Oral Tradition/Nightmare Fuel
Everybody loves a good story. Humans have been telling stories for millennia - and many of them are horror stories.
- Most people today think of faeries as dainty little pixies who fly around granting wishes. However, the people of the Middle Ages feared the wrath of the Fair Folk, and few were more vile than the Nuckelavee. A formless specter living off the coast of Orkney, this foul faerie would rise from the depths of the ocean and take the form of a massive, skinless black-blooded horse with its "rider" fused to its back from his waist down. The horse head had a single blazing eye and a mouthful of vicious teeth, while the "rider" had an oversized head that rolled about on its undersized neck, and long, muscular arms that ended with razor sharp claws. This monster was an Omnicidal Maniac of the highest order, rising from the sea to deliver a plague called the Mortasheen (Yes, that's where Bogleech got the name for Mortasheen from) that would kill livestock and crops, and it reserved a special hatred for any unfortunate humans it came across. Its one weakness was fresh water, which it could not cross.
- What are urban legends but modern folk tales? As such, they fit in perfectly here.
- The Chupacabra is the modern vampire, a beast of possibly alien origin who drains the blood from livestock, has supernatural strength and agility, and is feared among Latino populations everywhere. The "coyote with mange" depiction is full of Narm, but the classic Chupacabra, which resembles a mix between The Greys and a Velociraptor is one of the more nightmare inducing creatures of recent times. There are no confirmed attacks on humans yet, but who knows?
- Many aliens can be nightmarish, as well. Although many of the stranger aliens on this list are Nightmare Retardant, the more infamous aliens on this list are truly creepy.
- While the Hopkinsville Goblins are Ugly Cute, the fact that they're Nigh Invulnerable little bastards who attacked a Kentucky family's homestead makes them disturbingly creepy.
- The infamous Flatwoods Monster is another alien sighting that has actually been hostile to humans. Not to mention its resemblance to traditional depictions of the Grim Reaper.
- Finally, we have the Mothman, an infamous harbinger of doom who may not actually DO anything but silently stare at people and creep them the hell out, but it tends to forbode disasters.
- Similar to the Mothman, we have the Owlman of Mawnan, a beast who is far more malevolent than its American cousin.

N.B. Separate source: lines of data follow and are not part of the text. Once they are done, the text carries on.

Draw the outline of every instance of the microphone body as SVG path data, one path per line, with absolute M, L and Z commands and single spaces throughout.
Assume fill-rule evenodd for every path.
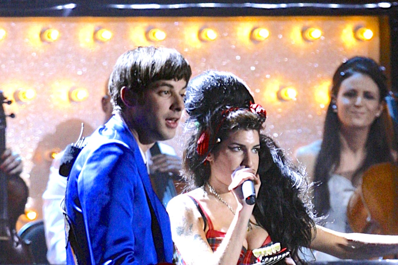
M 242 193 L 246 203 L 249 205 L 256 203 L 256 190 L 254 189 L 254 183 L 253 181 L 248 179 L 243 182 Z

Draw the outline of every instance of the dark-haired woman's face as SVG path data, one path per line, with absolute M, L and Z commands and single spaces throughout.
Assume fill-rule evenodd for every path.
M 211 174 L 228 186 L 231 175 L 241 166 L 249 168 L 256 173 L 258 168 L 260 140 L 258 132 L 254 130 L 238 130 L 220 143 L 216 154 L 211 153 L 207 159 L 210 163 Z
M 341 82 L 336 98 L 337 112 L 347 128 L 369 127 L 380 115 L 382 104 L 377 85 L 369 76 L 356 73 Z

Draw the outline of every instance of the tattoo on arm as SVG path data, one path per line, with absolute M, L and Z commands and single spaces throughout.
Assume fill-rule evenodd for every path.
M 182 218 L 182 221 L 180 225 L 176 228 L 177 236 L 191 236 L 193 234 L 192 227 L 193 224 L 188 222 L 185 216 Z

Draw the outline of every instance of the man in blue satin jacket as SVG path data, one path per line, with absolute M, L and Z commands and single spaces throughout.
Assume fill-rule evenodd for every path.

- The Jersey Devil is more than just the namesake of a hockey team. This demon is a slayer of livestock who was reportedly born when its mother wished that her thirteenth child would be a devil. It then killed its family, and sightings of this monster have endured from the 1700's to the present day.
- The Wendigo of Algonquin folklore is a cannibalistic spirit that possesses anyone who engages in cannibalism. After its possessed someone, they turn into a tall, gaunt corpse-like being with sharp fangs that have shredded the former human's lips to nothing, bloody stumps where its feet would be (possibly due to frostbite), and transparent skin through which you can see its icy blood and heart of ice. It can turn invisible and ride on the wind to pursue prey, and it is ALWAYS hungry...
- The skinwalker, or yee naaldlooshii of Navajo mythology, is basically a cross between a Werewolf and a warlock. To become a skinwalker, one must cross the Moral Event Horizon by killing your family. After you become one, you can change into any animal you desire, gain the ability to cast powerful and deadly curses on anyone, and mimic the voices of your victims' loved ones.